ATLANTA – Delta Air Lines' (DAL) warning of the possibility of bankruptcy doesn't necessarily mean the end is near, but it suggests the company's survival rests on reducing pilot costs within the next few months, industry observers said Tuesday.
Joel Denney, an airline analyst for Piper Jaffray & Co. (search) in Minneapolis, said he still believes the Atlanta-based carrier will ultimately reach an agreement with its pilots, who are among the highest paid in the industry.
"The question is, 'At what point do you draw a line in the sand?' " Denney said.
Clinton Oster, an Indiana University professor who specializes in airline economics, said that while Delta has enough cash to last until the summer 2005, it wouldn't be wise for the airline to wait that long to file for bankruptcy if it can't get an agreement.
"What would be the point if you know you're in a situation where you're going to continue to burn cash and there's no prospect of turning things around?" Oster said. "Why wait until you run out of cash? That just makes your recovery that much harder."
Delta has said repeatedly that it would fight to avoid bankruptcy. But on Monday, it signaled in a regulatory filing that it may have to file for bankruptcy protection if it doesn't get wage concessions from pilots.
Spokesman Anthony Black said Tuesday the airline had nothing new to add. A spokeswoman for the pilots union could not be reached for comment. On Monday, the pilots union said in a statement that it is willing to assist Delta in cutting costs and has attempted to negotiate with the company.
The nation's third-largest airline has lost more than $3 billion and laid off 16,000 employees in the last three years.
The company is seeking a 30 percent pay cut from pilots, who are offering only 9 percent and to forego a 4.5 percent raise they were to have received earlier this month.
According to the union, the annual payroll for 7,800 pilots was $1.5 billion prior to May 1, when pilots were due a 4.5 percent raise. Based on those numbers, the average annual pilot's salary would appear to be about $192,000 before the May raise, but company and union officials have refused to give a specific average. Another 1,060 Delta pilots are on furlough, but are expected to be called back in stages.

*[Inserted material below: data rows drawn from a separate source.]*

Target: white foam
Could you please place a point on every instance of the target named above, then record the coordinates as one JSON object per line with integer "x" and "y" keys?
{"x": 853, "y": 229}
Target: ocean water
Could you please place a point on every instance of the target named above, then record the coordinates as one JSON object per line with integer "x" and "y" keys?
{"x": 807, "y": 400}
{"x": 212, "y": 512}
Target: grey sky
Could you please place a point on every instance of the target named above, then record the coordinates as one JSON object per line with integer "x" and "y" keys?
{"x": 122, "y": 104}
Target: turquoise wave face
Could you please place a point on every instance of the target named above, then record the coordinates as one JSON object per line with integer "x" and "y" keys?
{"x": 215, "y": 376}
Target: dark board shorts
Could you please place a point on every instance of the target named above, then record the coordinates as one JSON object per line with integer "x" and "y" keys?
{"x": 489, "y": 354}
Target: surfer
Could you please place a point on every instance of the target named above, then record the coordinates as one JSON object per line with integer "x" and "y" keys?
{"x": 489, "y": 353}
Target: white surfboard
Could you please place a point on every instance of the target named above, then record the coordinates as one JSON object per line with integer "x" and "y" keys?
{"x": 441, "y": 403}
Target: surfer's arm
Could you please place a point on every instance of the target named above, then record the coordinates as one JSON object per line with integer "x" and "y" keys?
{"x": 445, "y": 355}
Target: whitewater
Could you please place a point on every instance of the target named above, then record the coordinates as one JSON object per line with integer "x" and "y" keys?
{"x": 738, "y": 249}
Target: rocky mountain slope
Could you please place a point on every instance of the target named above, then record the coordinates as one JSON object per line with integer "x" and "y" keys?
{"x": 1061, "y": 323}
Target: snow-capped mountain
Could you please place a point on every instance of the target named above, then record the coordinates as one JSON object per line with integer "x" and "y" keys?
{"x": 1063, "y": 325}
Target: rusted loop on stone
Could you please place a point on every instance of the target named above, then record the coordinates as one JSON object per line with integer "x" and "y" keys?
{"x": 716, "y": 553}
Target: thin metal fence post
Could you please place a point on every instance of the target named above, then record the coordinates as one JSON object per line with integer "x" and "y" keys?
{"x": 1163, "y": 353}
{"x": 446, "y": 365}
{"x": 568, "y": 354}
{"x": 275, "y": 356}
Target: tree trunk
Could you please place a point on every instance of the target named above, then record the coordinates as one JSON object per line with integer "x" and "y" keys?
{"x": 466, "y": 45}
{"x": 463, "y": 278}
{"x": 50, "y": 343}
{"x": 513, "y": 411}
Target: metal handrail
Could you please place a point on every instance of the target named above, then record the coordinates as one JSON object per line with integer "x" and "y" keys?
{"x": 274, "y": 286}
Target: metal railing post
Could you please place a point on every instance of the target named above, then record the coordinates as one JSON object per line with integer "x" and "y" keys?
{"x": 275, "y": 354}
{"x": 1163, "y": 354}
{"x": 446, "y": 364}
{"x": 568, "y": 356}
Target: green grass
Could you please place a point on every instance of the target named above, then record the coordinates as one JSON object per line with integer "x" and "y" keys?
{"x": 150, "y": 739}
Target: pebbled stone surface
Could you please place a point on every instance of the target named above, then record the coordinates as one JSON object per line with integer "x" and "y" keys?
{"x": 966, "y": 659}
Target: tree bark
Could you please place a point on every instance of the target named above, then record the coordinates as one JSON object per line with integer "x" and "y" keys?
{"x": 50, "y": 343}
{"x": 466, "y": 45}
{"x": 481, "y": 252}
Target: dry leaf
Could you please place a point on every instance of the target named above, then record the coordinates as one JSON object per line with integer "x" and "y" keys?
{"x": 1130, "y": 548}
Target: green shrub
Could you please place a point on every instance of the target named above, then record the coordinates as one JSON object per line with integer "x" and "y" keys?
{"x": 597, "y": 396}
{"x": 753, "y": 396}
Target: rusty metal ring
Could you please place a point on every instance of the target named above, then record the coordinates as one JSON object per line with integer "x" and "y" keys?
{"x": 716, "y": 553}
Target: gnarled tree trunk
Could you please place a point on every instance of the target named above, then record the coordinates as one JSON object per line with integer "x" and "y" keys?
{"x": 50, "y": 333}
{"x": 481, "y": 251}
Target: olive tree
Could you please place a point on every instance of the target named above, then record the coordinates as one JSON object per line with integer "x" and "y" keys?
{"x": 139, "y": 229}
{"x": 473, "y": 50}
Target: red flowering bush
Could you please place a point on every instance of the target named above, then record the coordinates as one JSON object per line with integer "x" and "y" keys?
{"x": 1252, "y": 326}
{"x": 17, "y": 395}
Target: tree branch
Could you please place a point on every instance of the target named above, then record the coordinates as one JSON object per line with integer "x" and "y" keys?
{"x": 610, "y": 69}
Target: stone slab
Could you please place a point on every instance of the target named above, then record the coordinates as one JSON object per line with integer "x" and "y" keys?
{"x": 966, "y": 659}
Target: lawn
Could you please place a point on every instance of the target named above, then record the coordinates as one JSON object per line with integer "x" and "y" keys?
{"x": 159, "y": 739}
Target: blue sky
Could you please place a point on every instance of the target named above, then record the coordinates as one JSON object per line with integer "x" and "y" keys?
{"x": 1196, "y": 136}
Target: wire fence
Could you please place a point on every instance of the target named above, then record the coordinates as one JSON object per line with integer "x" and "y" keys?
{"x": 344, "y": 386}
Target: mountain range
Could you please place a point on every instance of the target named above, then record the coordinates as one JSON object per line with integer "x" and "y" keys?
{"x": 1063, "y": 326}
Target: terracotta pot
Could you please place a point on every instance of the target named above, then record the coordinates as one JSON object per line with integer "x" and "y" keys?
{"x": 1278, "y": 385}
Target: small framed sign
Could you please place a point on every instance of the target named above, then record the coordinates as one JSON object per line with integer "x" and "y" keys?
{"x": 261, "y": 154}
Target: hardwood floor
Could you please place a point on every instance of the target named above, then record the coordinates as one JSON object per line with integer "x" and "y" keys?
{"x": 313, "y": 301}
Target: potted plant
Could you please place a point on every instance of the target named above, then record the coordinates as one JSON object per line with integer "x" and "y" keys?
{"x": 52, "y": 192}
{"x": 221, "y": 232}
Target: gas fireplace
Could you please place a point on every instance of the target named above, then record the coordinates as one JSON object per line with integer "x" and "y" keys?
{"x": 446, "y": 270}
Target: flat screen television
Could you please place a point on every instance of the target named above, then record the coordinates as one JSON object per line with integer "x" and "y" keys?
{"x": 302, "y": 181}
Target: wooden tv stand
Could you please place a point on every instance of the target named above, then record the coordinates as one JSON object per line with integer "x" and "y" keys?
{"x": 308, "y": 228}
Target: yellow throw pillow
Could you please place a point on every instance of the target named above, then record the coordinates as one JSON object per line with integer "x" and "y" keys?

Alan Bender, a professor of airline economics at Embry-Riddle Aeronautical University (search) in Daytona Beach, Fla., said that major carriers in general have been struggling amid pressure from low-fare airlines, but he believes Delta's situation has been made worse by the pay issue and customer service concerns.
"Is there any other legacy carrier under quite the pressure Delta is? I'd say no," Bender said. "One, there are very few markets that they don't face competition from low cost airlines. And, two, their reputation for superior quality no longer exists."
As for the possibility of bankruptcy, Bender said he believes Delta has only six months left to reach a deal with pilots. Denney agreed that time is of the essence for Delta if it is to avoid bankruptcy.
"I don't think it's a matter of weeks, it's probably more like months," Denney said. "They're getting down to the point where they have to determine, Are they going to be able to get cost cuts outside of bankruptcy? If not, file and move forward."
In trading on the New York Stock Exchang (search), Delta shares rose 6 cents to close at $4.60.